The Wieseler article is also worth a read.
The US currently requires that all data from clinical trials be published but the compliance with this is questionable. The EU has no such requirement.
So what does the above have to do with animal testing?
The results from animal testing are not required to be published either. Companies can cherry pick the animal data thus making it appear their product has whatever effect and side effect profile they wish.
An interesting case in point is the current lorcaserin fiasco. The weight loss drug is currently up for approval by the FDA. An expert panel, convened by the FDA voted 9-5 that approval should be withheld. In part, it appears this was based on the fact that lorcaserin induces tumors when injected into rats.
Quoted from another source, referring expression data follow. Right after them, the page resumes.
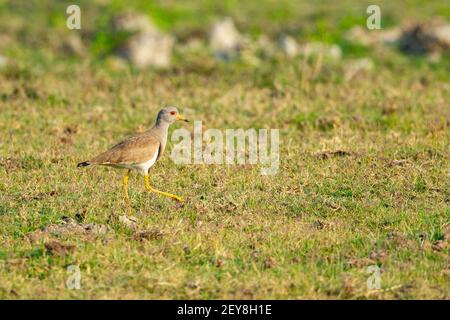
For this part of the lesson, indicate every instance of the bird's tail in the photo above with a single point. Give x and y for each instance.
(83, 164)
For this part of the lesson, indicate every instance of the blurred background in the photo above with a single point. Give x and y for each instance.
(199, 36)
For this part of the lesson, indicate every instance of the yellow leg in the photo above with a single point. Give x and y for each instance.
(151, 189)
(125, 185)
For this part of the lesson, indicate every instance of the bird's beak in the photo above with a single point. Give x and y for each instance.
(181, 118)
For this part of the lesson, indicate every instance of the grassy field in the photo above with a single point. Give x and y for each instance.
(363, 179)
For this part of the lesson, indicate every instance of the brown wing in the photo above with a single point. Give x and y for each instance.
(137, 149)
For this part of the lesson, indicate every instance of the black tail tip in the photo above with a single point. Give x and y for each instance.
(83, 164)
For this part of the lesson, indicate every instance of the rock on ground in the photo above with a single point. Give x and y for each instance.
(224, 39)
(147, 46)
(289, 46)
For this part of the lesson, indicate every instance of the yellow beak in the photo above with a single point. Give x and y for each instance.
(181, 118)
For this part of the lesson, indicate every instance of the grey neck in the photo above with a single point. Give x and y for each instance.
(161, 125)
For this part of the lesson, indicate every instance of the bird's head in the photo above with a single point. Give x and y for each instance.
(170, 115)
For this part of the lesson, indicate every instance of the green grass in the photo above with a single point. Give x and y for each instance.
(310, 231)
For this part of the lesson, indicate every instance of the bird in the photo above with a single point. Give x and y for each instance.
(140, 152)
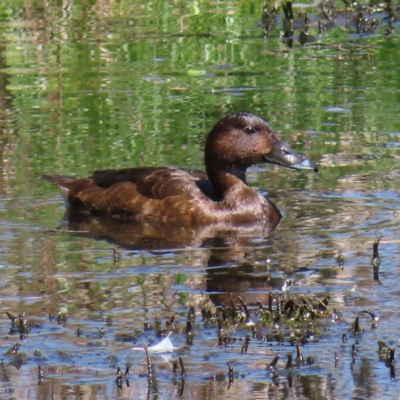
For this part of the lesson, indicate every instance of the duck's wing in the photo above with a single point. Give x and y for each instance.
(132, 190)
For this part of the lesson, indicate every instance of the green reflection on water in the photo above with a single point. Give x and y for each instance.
(100, 85)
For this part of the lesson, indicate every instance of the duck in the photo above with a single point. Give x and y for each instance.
(186, 199)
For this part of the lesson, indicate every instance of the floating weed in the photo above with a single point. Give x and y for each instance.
(376, 261)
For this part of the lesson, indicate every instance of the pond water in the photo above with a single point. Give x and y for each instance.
(99, 84)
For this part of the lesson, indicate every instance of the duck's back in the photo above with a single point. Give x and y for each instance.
(142, 194)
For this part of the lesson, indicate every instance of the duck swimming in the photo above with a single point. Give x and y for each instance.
(190, 199)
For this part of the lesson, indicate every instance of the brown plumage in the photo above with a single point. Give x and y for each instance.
(190, 199)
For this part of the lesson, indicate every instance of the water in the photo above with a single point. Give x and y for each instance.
(87, 86)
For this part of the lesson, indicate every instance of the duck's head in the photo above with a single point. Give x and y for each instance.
(240, 140)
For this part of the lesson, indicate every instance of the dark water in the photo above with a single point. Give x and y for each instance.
(89, 85)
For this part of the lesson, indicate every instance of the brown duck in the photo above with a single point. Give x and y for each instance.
(189, 199)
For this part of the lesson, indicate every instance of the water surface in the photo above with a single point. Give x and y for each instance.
(96, 85)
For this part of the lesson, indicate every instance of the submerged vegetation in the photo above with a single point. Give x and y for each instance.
(307, 312)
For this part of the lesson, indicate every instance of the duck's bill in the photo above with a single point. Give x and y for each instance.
(283, 155)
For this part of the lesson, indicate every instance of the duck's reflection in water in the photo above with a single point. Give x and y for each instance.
(228, 274)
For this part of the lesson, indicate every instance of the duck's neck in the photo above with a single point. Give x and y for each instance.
(226, 180)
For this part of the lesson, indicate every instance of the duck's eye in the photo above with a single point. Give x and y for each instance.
(286, 152)
(249, 130)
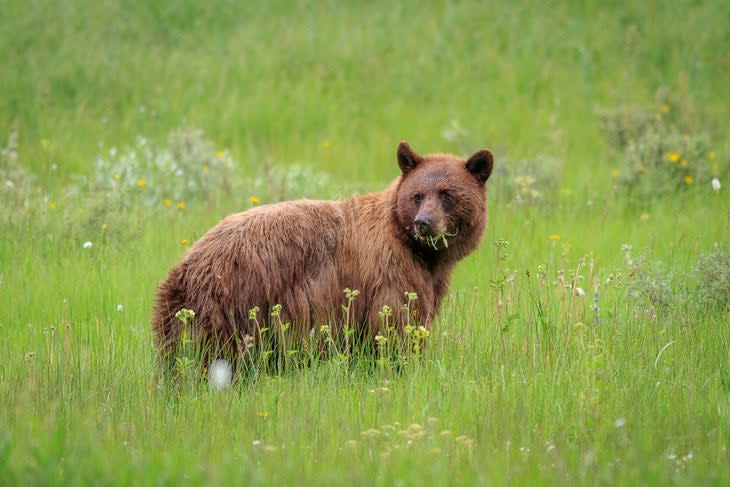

This has raised controversy as, according to fiercebiotech.com: “the agency's [FDA’s] own rules allow panelists to disregard data from animal results based on doses 25 times stronger than what's given to humans.” Advocates for lorcaserin (shareholders) are, needless to say, perplexed and unhappy.
So, the FDA (among other regulatory agencies) acknowledges that rat data is not necessarily meaningful for humans but their committees then recommend against approval because of rat data. Truth really is stranger than fiction.
But not new.
Anita O'Connor, formerly of the FDA stated in 1998:
Most of the animal tests we accept have never been validated!! They evolved over the past 20 years and the FDA is comfortable with them.
When asked a question by MP Hancock, then-Home Office Minister Caroline Flint stated on March 31, 2004: “The Home Office has not commissioned or evaluated any formal research on the efficacy of animal experiments.” When asked essentially the same question in April 2004, she replied: "The Home Office has not commissioned or evaluated any formal research on the efficacy of animal experiments and has no plans to do so."
It is hard to prove the value of animal models in the face of logic like that and this kind of fallacious reasoning is costing society money and cures. But as long as vivisection activists can con society into believing that animals are responsible for “virtually every medical breakthrough,” including the MRI machine, and that animal models can predict human response thus making new drugs safe for humans, then the costly and dangerous practice will continue.